Tidak hanya berhenti di sana, kadang ia memainkan kacamata saya hingga lapisan pelindung gagangnya lepas. Taplak meja digunting, ada juga bagian yang berlubang karena dimainkan dan digigit. Mainan ataukah segala sesuatu yang dia pegang pasti ada saja yang lepas atau berkurang fungsinya. Kasarnya, rusak! Ya Allah, pokoknya kelakuannya selalu ada sesuatu yang baru.

Belum lagi kalau makan atau minum, segala sesuatu (seperti sisa makanan atau sampahnya) disimpan dan disembunyikan. Entah di belakang komputer, di dalam tas, di balik bantal, kasur atau bahkan disembunyikan di kotak mainan. Kadang, kalau say  malas membersihkan. Saya tinggal eencari di mana semut bersarang, di sanalah harta karun Hakim tersimpan.  

Hal lain yang membuat saya senang tapi terkadang istighfar tentu saja bagaimana Hakim selalu memanggil nama saya dimana pun dan kapan pun. Mau ambil air putih, Buk! Ingin ke kamar mandi, Buk! Minta ini dan itu, Buk! Mau mandi juga Buk! Belum lagi kalau bertengkar dengan adiknya. Semua kalau bisa dibantu dan dibersamai. Semuanya harus ibu!

Hakim seorang anak yang penakut akan kegelapan. Daya imajinasinya berlebih sehingga perkatannya seringkali dikaitkan dengan video atau segala hal yang ditonton di youtube. Jadilah, ia seringkali minta ditemani. Walau hanya duduk dan melihat video di rumah, saya harus berada disampingnya.

Di balik keunikan dan sikapnya di luar nalar, Hakim sangat pandai berbicara, ia penyayang dan juga sangat berbakti sebagai anak. Intuisinya untuk melindungi sangat besar. Sebagai anak pemalu, Hakim mudah dan cepat membaca situasi di sekitar. Ia tidak mudah dekat dengan orang, tapi sekali lengket, ia bisa sangat loyal.

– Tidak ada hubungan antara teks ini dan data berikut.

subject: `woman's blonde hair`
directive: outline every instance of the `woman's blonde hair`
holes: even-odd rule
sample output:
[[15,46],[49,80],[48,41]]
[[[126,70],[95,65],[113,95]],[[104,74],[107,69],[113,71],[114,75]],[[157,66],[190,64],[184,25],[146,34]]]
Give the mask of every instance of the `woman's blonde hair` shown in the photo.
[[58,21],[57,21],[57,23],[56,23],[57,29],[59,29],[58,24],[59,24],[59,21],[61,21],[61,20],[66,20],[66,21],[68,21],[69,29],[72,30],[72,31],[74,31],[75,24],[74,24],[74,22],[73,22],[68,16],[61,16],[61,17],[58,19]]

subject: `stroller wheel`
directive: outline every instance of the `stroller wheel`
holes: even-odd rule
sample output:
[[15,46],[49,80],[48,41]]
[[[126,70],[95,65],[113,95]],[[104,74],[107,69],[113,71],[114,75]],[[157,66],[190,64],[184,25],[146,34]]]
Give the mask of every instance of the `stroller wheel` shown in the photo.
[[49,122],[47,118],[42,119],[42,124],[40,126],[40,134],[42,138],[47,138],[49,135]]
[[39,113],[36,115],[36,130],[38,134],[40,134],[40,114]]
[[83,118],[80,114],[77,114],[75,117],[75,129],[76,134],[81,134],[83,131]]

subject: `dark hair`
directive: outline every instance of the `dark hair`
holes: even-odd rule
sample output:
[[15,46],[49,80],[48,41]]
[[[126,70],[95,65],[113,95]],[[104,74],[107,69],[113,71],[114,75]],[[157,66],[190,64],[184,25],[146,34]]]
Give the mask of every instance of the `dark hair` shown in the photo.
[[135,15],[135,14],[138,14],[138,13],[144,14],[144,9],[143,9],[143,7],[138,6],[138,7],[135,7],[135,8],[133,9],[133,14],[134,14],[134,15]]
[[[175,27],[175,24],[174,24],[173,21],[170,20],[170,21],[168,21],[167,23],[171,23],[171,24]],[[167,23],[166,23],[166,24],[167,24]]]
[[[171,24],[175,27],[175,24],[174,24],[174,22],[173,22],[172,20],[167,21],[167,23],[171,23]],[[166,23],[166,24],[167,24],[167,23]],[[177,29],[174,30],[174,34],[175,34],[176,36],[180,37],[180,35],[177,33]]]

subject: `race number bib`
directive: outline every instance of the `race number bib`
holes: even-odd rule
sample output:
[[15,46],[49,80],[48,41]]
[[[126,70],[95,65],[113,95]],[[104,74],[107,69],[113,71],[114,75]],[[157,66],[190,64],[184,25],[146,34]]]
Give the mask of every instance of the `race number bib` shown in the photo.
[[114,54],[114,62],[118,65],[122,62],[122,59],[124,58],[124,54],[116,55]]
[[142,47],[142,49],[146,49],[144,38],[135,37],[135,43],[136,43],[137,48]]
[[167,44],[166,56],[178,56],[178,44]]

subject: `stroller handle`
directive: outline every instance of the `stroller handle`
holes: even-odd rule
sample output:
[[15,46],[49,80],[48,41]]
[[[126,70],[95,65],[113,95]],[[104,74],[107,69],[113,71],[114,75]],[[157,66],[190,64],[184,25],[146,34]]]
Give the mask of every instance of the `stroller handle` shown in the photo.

Yah, masih banyak hal yang menggambarkan sosok si sulung ini. Namun, saya ingin lebih fokus ke sikapnya yang seringkali menyulut amarah saya.

Reaksi Saya Sebagai Ibu

Sikap saya selama ini berusaha memahami atas apa yang dilakukan Hakim. Namun, sering lepas kendali. Terlebih sebelum saya tahu apa yang terjadi dengan anak saya. Keinginan dan pandangan saya tentang anak masih sangat jauh dari yang seharusnya. Saya ingin anak saya manut, bisa diberitahu, enak diajak bicara dan juga bisa menempatkan diri.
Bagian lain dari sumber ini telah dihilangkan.